Самого царевича в одрине не было — видать, помогла ему водица живая да мертвая, смог встать с постели. Подушки вон еще хранят отпечаток головы его, и золотятся волоски светлые, видать, выпали, пока он лежал в горячке.
— Явилась — не запылилась, — язвительный голос Марьи показался свистом холодного зимнего ветра. Она пошла ко мне, оставляя наледь на половицах, и змеилась вслед за ней поземка, и треск слышался, словно по льду она идет. Лицо бледное, белое, словно снег. Губы синие, тонкие… видать, нужно ей сейчас пить людскую силу, и как можно больше, ведь на дворе лето красное, когда навьей царице тяжело в явьем мире находиться.
Много ли чернавок али конюхов сегодня отдали ей свои души?
Я назад отступала, пока не уперлась спиной в резной столб, что посреди комнаты высился, подпирая высокий потолок. В кожу впились камни, коими украшен он был, но боли я почти не ощутила.
И страха не было.
— Все равно он теперь вспомнит, кто я, и прогонит тебя прочь. — Я улыбнулась дрожащими губами, чувствуя, как холодно стало.
А Марья уже близко — нависла надо мною тенью синей, вырывается парок из ее рта, как в мороз, а глаза горят от ярости и ненависти — еще бы, я ж навьей царице все испортила! Так бы жила она в палатах, пила бы себе жизни людские, и никто бы и помыслить не мог, где змеюка притаилась!

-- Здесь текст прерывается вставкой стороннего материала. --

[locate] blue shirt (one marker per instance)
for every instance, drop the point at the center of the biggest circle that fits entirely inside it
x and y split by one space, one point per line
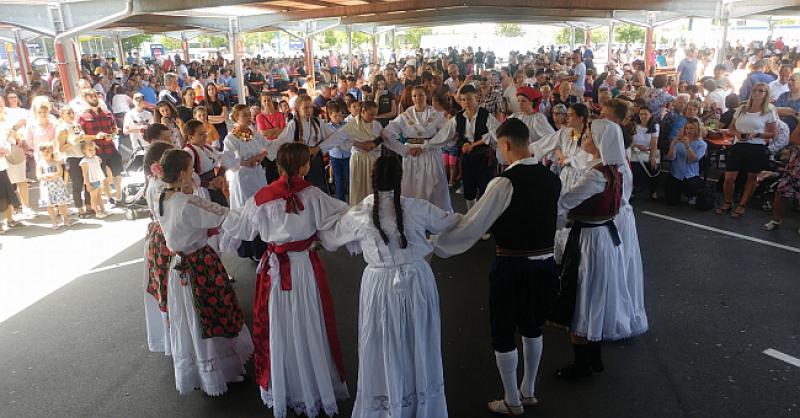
681 167
337 152
785 100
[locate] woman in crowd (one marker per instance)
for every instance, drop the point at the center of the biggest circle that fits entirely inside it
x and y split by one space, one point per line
753 126
210 342
298 361
685 152
217 111
425 177
644 155
168 116
789 184
398 298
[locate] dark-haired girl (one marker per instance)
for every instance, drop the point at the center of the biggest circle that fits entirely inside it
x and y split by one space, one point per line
210 343
569 159
399 347
298 361
157 257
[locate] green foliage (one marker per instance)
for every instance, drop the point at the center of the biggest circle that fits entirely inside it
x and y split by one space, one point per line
509 30
413 37
135 42
629 34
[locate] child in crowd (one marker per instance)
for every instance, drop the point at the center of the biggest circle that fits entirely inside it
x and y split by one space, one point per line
93 177
52 189
399 342
340 159
299 370
210 342
157 257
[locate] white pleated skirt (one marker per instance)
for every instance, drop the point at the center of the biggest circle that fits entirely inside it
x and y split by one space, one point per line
604 308
399 344
201 363
634 274
303 374
424 178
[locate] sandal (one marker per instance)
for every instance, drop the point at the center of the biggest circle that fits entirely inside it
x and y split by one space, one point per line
725 208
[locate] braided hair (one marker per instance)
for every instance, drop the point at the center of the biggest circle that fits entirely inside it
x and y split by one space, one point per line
387 174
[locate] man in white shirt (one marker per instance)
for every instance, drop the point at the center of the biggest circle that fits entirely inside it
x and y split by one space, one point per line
781 85
136 122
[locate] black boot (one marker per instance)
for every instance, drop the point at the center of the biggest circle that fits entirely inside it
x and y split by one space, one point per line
595 357
580 367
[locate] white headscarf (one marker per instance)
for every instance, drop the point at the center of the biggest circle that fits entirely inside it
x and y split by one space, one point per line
607 137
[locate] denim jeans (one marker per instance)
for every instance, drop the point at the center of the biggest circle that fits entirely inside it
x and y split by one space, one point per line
341 176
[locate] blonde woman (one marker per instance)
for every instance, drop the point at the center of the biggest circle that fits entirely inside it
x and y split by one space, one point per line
754 126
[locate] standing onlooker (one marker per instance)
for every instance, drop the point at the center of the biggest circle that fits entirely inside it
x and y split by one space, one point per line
754 125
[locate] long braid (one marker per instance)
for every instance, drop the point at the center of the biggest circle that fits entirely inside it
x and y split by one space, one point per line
398 208
376 218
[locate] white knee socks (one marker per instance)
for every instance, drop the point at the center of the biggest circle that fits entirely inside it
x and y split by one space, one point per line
507 366
532 353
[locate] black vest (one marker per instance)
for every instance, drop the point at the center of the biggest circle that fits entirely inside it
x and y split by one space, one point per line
529 222
480 126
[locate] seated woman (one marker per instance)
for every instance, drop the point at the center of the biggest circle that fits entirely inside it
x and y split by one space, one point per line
685 152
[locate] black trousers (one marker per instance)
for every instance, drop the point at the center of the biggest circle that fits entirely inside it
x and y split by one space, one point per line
521 295
79 193
477 168
674 188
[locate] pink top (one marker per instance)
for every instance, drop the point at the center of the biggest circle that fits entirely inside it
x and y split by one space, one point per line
271 121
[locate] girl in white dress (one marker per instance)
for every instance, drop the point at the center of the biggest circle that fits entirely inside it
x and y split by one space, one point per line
157 257
399 344
207 162
569 159
209 341
595 302
244 151
298 361
423 167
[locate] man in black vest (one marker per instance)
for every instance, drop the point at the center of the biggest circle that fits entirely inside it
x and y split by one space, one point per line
520 209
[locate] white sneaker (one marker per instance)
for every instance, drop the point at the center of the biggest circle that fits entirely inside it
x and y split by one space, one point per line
501 407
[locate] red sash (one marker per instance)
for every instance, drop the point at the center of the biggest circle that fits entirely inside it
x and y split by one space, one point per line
261 332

— Ты мне за все заплатишь… — змеей прошипела, схватив меня за горло да над полом приподняв. — Ты мне…
Я хрипеть начала, дышать не было возможности, уже видела перед мысленным взором речку Смородину — сейчас вот швырнет меня Марья Моревна на Ту Сторону, и все… никогда Ивана больше не увижу!..
— Отпусти ее, — раздалось в возникшей тишине равнодушно-колкое.
Обреченно подумалось: Кащей?.. И тут же я смогла дышать, с удивлением воззрясь на наставника.
Спасти пришел?
Или должок требовать?
— Отойди! — рявкнул он, на Марью глядя.
Послушалась, а губы еще больше посинели. По щекам морозный узор вился, сползал под платье, на костлявом плече болтающееся, — навья повелительница на глазах усыхала, превращаясь в древнюю старуху. Выцветали волосы ее, словно снегом их присыпало, кожа морщинами покрывалась, трещинами, и в них синяя кровь показалась.
Жутко как…
Я по столбцу и сползла, продолжая за горло держаться. Неужто прогонит ее Кащей?..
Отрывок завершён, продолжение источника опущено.